Die FDP-Politikerin Silvana Koch-Mehrin ist unzuverlässig. Sie meldet sich nicht bei mir.

D as könnte meine neue beste Freundin sein, dachte ich. Auf dem Grünstreifen an der Hauptverkehrsstraße stand vorher nichts, nun aber plötzlich überlebensgroß: ein Plakat von Silvana Koch-Mehrin, Europapolitikerin der FDP. Sie wirbt um Stimmen für die Europawahl, lächelt mich mit ihrem Claudia-Kleinert-Gesicht an. Ich fühlte mich an einen Freundschaftsvorschlag auf Facebook erinnert.

Bild: taz

Natalie Tenberg ist Redakteurin bei tazzwei.

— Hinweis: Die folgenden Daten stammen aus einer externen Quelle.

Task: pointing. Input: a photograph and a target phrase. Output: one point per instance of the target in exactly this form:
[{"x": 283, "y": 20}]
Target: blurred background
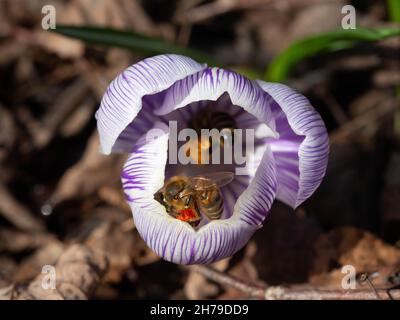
[{"x": 61, "y": 202}]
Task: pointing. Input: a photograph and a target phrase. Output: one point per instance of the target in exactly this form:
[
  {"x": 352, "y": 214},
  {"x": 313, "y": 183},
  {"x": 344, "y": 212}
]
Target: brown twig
[
  {"x": 281, "y": 293},
  {"x": 16, "y": 213},
  {"x": 76, "y": 275},
  {"x": 372, "y": 116}
]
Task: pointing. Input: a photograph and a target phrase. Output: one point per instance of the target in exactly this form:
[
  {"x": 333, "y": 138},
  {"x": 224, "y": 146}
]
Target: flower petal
[
  {"x": 255, "y": 202},
  {"x": 301, "y": 152},
  {"x": 212, "y": 83},
  {"x": 123, "y": 99},
  {"x": 177, "y": 241}
]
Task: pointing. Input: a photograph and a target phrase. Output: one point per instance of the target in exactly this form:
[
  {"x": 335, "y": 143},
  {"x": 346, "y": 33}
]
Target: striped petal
[
  {"x": 211, "y": 84},
  {"x": 122, "y": 101},
  {"x": 301, "y": 152},
  {"x": 177, "y": 241}
]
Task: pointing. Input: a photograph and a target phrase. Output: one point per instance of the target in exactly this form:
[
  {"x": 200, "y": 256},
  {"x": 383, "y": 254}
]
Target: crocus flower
[{"x": 289, "y": 161}]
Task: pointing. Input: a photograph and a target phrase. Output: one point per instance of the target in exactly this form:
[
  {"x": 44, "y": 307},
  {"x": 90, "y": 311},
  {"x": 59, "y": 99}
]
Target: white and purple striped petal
[
  {"x": 289, "y": 160},
  {"x": 122, "y": 101},
  {"x": 172, "y": 239},
  {"x": 301, "y": 152}
]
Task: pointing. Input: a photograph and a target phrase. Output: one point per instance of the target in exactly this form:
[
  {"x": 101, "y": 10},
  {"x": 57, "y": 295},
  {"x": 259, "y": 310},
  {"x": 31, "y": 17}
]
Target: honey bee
[
  {"x": 208, "y": 118},
  {"x": 189, "y": 198}
]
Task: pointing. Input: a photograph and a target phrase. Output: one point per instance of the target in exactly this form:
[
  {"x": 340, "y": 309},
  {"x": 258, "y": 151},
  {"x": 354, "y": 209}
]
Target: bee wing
[{"x": 207, "y": 181}]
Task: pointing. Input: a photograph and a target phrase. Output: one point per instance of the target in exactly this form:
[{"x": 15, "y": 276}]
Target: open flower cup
[{"x": 288, "y": 160}]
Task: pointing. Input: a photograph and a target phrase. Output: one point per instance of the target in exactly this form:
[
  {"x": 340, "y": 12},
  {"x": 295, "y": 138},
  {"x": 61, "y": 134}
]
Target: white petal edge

Jedes Mal, wenn ich mich bei Facebook einloggte, sah ich ein hübsches Bild von Silvana im Blumenkleid vor dem Sternenkreis Europas. Jemand wollte, dass wir einander kennenlernten. Wochenlang zögerte ich, mich auf diese neue Freundschaft einzulassen. Schließlich geht man damit auch immer eine Verpflichtung ein. So häufig wie Silvana nach Berlin kommt, hatte ich Sorgen, sie könnte in Zukunft dauernd bei mir aufschlagen und auf dem Sofa übernachten wollen. Als ich dann aber immer wieder an Silvana und ihrem Lächeln vorbeiradelte, tat die Werbung langsam ihre Wirkung. Ihre Freundschaft, beschloss ich, würde ich annehmen.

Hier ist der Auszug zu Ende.